De Minaur, who returned home after winning an ATP title in Turkey last week, posted a video on Instagram of himself sitting at the front door of his hotel room dressed fully in his practice attire.
“It’s been a challenging few days as we’ve worked with the relevant authorities managing the logistics to ensure everyone is safe as practice begins,” TA said in a statement, adding that transport issues were later sorted out.
“Our team is continuing to work with the authorities to help in any way we can. We understand this has been frustrating for the players and apologize.”
The growing infection count has sparked calls from pundits to cancel the Grand Slam.
“It’s time to be selfish, time for Victoria to put ourselves first,” 3AW radio broadcaster Neil Mitchell said.

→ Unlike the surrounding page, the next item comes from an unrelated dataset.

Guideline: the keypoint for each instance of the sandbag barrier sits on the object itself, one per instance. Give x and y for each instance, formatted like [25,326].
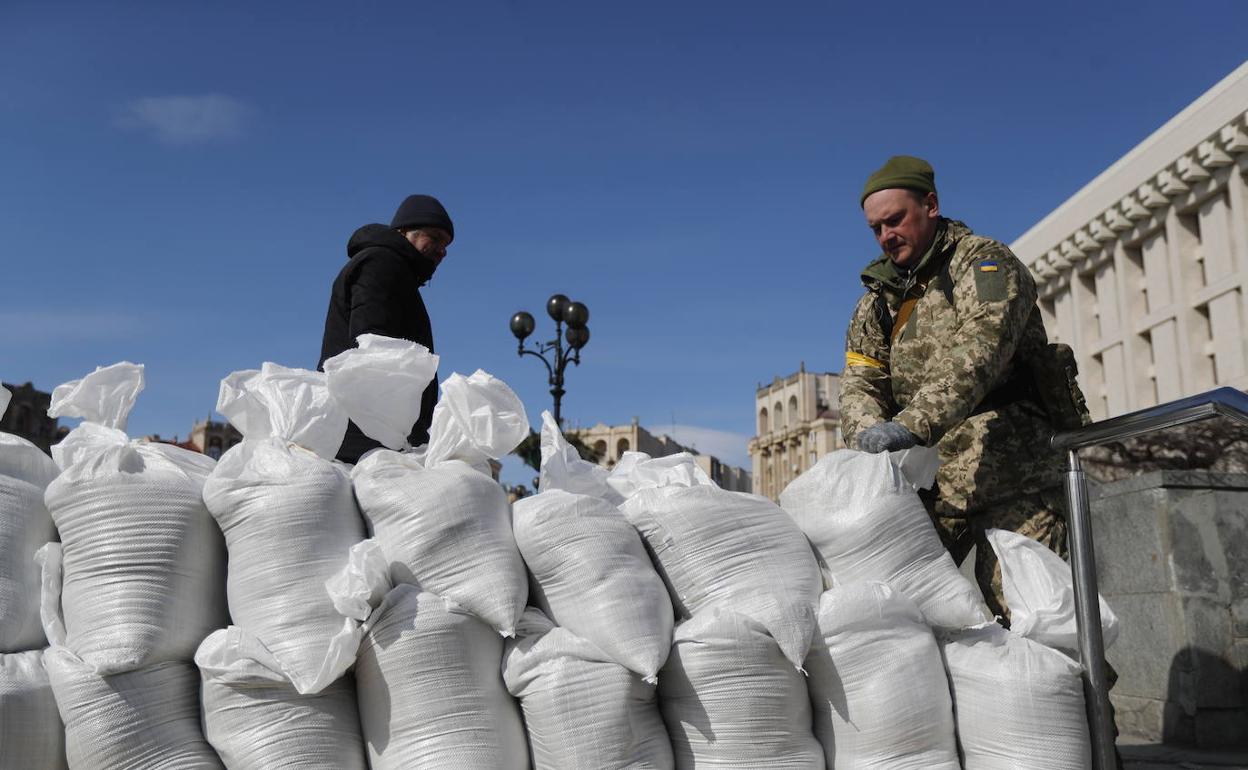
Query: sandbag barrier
[401,613]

“Call off the Australian Open. It’s not worth the risk.”
Tennis Australia boss Craig Tiley said on Sunday the tournament would start as scheduled.
Many Australians have questioned the decision to host the tournament with organizers flying in 1,200 tennis players and their entourages Down Under when thousands of citizens are stranded overseas due to the pandemic.
Andrews said the government still supported holding the Grand Slam and backed health officials to deliver it safely.
“We think we’ve struck the appropriate balance,” he said.
“If there was a sense from the public health team that that balance could not be struck, that it was too high a risk, well then we wouldn’t have had the event.”
Some players complained about quarantine conditions and said they had not been advised that they would not be allowed to train if there were cases on their flights.
Frenchwoman Alize Cornet, however, apologized after social media users hit out at her for criticizing the strict health protocols.
Two-time men’s wheelchair Grand Slam champion Gordon Reid said those “kicking up a fuss” are in a minority.
A Spanish tennis website reported that world number one Novak Djokovic had written to Tiley asking that quarantine restrictions be eased for players, including reducing the mandatory 14 days of isolation and having players moved to “private houses with tennis courts” so they could train.
The report drew a backlash from Australians on social media, with Djokovic and players told to check their “privilege.”
Andrews said the biosecurity protocols would not be changed.
“It doesn’t mean that everyone likes them, but that’s not the world we’re in,” he said. “This is a wildly infectious pandemic. There are rules that need to be followed.”
Tennis Australia and Djokovic’s team did not respond to request for comment.
Australia’s biggest outbreak of COVID-19 started from returned travelers infecting staff at quarantine hotels in Melbourne last year but border closures and speedy tracking systems helped keep numbers relatively low.
The country has reported a total of more than 28,600 cases and some 909 deaths since the pandemic began.